He calls himself a European dinosaur, Jacques-René Rabier. Now 89, he helped shape Europe through its many stages of evolution. Close to Jean Monnet, he was in at the outset of the European Coal and Steel Community, the forerunner of today’s Union. From his position in the General Commissariat modernising France’s postwar economy, he was personally recruited by the founding father of the new Europe.
Rabier: “I had seen him a couple of times, no more, then at half past six one evening Jean Monnet called me in. I was overwhelmed. He said to me, ‘Monsieur Rabier, my private secretary intends to run for office in Charente and is certain to be elected, and so I am in need of a private secretary. I’ll take you.’ Young Rabier was somewhat intimidated. The only more or less intelligent thing I could come up with was: ‘Do you believe I’ll be up to the job, sir?’ And Monnet answered, ‘If youre not, I’ll let you know,’ and he never said it.”
“I was in the Clock Room on the ninth of May at six p.m. when Schuman made his declaration. It had been prepared in liaison between Schuman’s office and Monnet’s team. I often say that without Monnet there wouldn’t have been a Schuman Plan. But without Schuman, there would perhaps have been a document which would still be archived away in the Quai d’Orsay.”
With the Coal and Steel Community’s inception in 1950, Rabier would go on to launch an information service, nurturing it as the European institutions took form. Eurobarometer in 1973 involved the people in communication.
Rabier: “I created the information service in Luxembourg, at the European Coal and Steel Community, under Jean Monnet’s authority in inverted commas. He was not a secretive man as is sometimes said, but rather a man of discretion. That’s to say that when a decision had not been made collectively, obviously silence was required, but from the moment it had been taken, the information needed to get out. Monnet was especially mindful of informing people. In Luxembourg, when he entrusted me with managing his office, one of the tasks he assigned me was not only the drawing up of written reports to give to the press, but to organise an embryonic information service, at first in Luxembourg. Very quickly we sent what I called missionaries to the other capitals of the Coal and Steel Community to inform the public.”
How do people see Europe today? Polls say in a beneficial light. But is that enough?
Rabier: “There is little overt hostility, though a lot of sympathetic indifference, I might say – if those words go together. Let’s take the younger generations. I have several children, grandchildren and even great-grandchildren. Therefore, I’m in a position to judge over several generations. A lot believe it’s a done thing. When they go on to further studies they’ll do Erasmus. Before that, aged 16-17, they think of going to see their friends in Germany, in Italy or in Spain. They move around. They have a few euros in their pocket, maybe not much but some, and they think it’s done.

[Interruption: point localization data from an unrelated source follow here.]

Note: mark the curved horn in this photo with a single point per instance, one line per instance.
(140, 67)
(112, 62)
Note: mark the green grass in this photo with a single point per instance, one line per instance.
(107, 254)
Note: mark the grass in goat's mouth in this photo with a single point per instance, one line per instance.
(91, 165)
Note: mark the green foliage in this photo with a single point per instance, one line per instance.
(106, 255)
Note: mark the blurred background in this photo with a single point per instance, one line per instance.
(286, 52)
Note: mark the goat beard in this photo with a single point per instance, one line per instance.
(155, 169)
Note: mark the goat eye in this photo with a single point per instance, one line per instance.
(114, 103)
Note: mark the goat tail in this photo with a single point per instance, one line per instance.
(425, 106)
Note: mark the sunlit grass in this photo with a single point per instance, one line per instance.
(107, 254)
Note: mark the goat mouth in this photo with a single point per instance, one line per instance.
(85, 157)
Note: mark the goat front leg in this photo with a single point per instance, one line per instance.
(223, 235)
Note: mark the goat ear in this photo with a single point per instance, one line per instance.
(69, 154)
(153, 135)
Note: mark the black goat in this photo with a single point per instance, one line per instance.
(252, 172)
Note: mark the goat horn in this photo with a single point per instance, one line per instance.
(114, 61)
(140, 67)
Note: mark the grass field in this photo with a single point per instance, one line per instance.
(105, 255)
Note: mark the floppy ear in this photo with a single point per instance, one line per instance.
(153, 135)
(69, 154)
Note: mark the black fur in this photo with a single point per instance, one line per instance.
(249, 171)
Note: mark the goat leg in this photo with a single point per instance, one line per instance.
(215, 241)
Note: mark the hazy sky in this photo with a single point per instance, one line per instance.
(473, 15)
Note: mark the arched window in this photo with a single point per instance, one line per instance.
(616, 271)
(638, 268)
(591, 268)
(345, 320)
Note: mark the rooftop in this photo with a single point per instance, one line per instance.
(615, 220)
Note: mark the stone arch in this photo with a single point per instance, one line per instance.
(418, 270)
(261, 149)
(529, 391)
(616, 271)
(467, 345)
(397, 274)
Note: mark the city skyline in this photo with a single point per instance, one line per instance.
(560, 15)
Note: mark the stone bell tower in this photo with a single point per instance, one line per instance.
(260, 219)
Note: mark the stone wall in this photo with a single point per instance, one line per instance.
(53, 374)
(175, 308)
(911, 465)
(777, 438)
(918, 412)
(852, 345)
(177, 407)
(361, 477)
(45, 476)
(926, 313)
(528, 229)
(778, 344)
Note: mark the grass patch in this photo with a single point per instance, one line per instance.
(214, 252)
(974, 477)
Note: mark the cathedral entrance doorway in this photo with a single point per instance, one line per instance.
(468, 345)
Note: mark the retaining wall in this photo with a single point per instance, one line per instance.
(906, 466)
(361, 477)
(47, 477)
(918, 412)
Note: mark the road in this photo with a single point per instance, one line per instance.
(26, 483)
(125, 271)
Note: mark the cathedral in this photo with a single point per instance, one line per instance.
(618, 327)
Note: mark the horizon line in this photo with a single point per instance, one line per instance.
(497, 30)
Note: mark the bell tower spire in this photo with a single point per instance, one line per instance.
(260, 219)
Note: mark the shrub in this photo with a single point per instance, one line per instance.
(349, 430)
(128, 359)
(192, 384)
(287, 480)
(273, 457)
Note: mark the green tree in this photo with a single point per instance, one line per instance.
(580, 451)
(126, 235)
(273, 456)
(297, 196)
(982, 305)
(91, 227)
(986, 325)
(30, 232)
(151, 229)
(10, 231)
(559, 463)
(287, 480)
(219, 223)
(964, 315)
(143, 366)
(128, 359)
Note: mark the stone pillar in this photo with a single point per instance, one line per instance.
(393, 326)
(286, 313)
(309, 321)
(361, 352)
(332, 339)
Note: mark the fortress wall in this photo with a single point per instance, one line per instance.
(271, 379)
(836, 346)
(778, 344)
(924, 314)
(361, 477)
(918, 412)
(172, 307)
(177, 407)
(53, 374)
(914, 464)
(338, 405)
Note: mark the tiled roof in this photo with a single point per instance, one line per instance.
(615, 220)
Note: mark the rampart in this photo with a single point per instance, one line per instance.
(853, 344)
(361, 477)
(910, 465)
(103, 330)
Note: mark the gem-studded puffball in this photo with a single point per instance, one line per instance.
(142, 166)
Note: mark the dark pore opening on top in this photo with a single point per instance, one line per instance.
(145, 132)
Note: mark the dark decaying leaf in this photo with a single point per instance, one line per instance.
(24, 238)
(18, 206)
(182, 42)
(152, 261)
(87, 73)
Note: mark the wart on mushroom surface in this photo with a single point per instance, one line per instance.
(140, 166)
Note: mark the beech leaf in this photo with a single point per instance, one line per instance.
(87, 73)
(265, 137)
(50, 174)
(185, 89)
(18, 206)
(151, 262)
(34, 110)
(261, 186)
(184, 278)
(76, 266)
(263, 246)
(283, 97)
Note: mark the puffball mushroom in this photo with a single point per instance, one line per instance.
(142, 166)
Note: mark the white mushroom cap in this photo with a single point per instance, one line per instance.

Maybe what’s needed are events like we’re living through at the moment, deep crises – financial, economic, perhaps social – for the young generations to see there’s still a lot to do.”
As a sign of this sense of non-involvement, the number of people turning out to vote in European elections keeps dropping. The next ones are in June next year. How to improve on this?
Rabier: “These elections can’t be successful in each of our countries if each one is fought on national patterns. These are not national elections – they’re European. My personal wish, and I’ll say yet again I’m not a candidate, is that the different parties have common platforms between different countries. Let the socialists have their platform, the Christian Democrats and liberals theirs. I’m not a card-carrying member of any party, so I speak with complete freedom: let the different political formations have a strategy that is mutually supportive.”
Another unknown is the future of the Lisbon Treaty. Last June, a majority of Irish voters rejected it. If it’s to come into force to reform the EU’s institions, all the member states have to ratify it.
Rabier: “Personally, I don’t like opt-outs, but I do care about the vanguard. A vanguard must be able to move ahead on this or that aspect of the Lisbon Treaty. If 12, 15, soon 17 euro members want to move forward on solving not only monetary problems but also financial and economic, let them. I don’t see how a road convoy can guage its speed to that of the slowest. The weakest has to be respected but if it can’t keep up with the convoy, you make sure it won’t just be left by the wayside, but you can’t force it happily along against its will. I’d like the Irish to stay but if they can’t sign up, well they’ll come along later. When we started, the British weren’t in. We started out with six countries. Monnet wanted the British in the group.”
Monnet came from the town of Cognac. For the 120th anniversary of his birth, Jacques-René Rabier paid a visit to the cellar Monnet started out in. He was the son of a cognac merchant, which exposed him to world travel well before he entered into Europe’s service. Rabier draws similarities…
Rabier: “One of Monnet’s sayings that I have cited, and know off by heart is this: ‘There needs to be a maturing, a maturing in history just as maturing is needed to make a good cognac. There can’t be any impatience. You have to know what you want, what you are trying to get to, and go through each successive step so that the end product is good.’ Well, this one is. I hope that Europe is a good product – I’m even sure of it. It takes patience sometimes, but needs courage and determination. I’m neither an optimist nor a pessimist. I am determined. That is very different.”